As Evan probed with his fingers, Breaker reached up and licked the blood from his arm. Then he leapt onto the bed and settled in next to Evan like he was his best friend in the world. He kept twisting around, trying to get at Evan’s arm.
To tell the truth, Breaker looked better than he had in a long time. It was like he had a glow about him. A familiar glow.
A shudder ran through Evan. Now he knew what it reminded him of—the way the crew on the empress’s ship had glowed. Only Celestine’s crew looked almost . . . purplish, and Breaker had a reddish glow.
A thought kept surfacing in his mind, despite his efforts to keep it buried. Brody had said that the empress was a blood mage, that she forced people to drink her blood and they became her slaves. What did that mean? It was like Breaker had come back to life after he bit Evan on the arm. Was it possible that the dog had swallowed some blood? Was it possible that there was something about Evan’s blood that . . . had a healing quality? Or even . . . raised the dead? Or the nearly dead?
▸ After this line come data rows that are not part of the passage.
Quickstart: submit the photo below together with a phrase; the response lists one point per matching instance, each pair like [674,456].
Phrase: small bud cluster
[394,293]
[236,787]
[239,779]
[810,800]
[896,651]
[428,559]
No. That was revolting. That was just . . . wrong.
Maybe it only works on the dying or newly dead, he thought. Maybe it only works on dogs. Maybe you’ve lost your mind.
Maybe this whole thing is a nightmare, Evan thought, with a flicker of hope. Maybe I’ll wake up and have my life back. It didn’t help that he was getting a little woozy from loss of blood. He wanted nothing more than to lie back down on the bed and sleep.
No. He needed to leave this place, and soon. He didn’t want to be found here, in this blood-spattered place, with a glowing dead dog.
It took just a few minutes more to finish wrapping his arm and pack up the rest of his belongings. Breaker watched him, following him from room to room, looking alert and well and years younger. In a way, it was horrible, but in another way, it was reassuring. At least he’d managed to save somebody. When he finally walked out the door, Breaker went with him.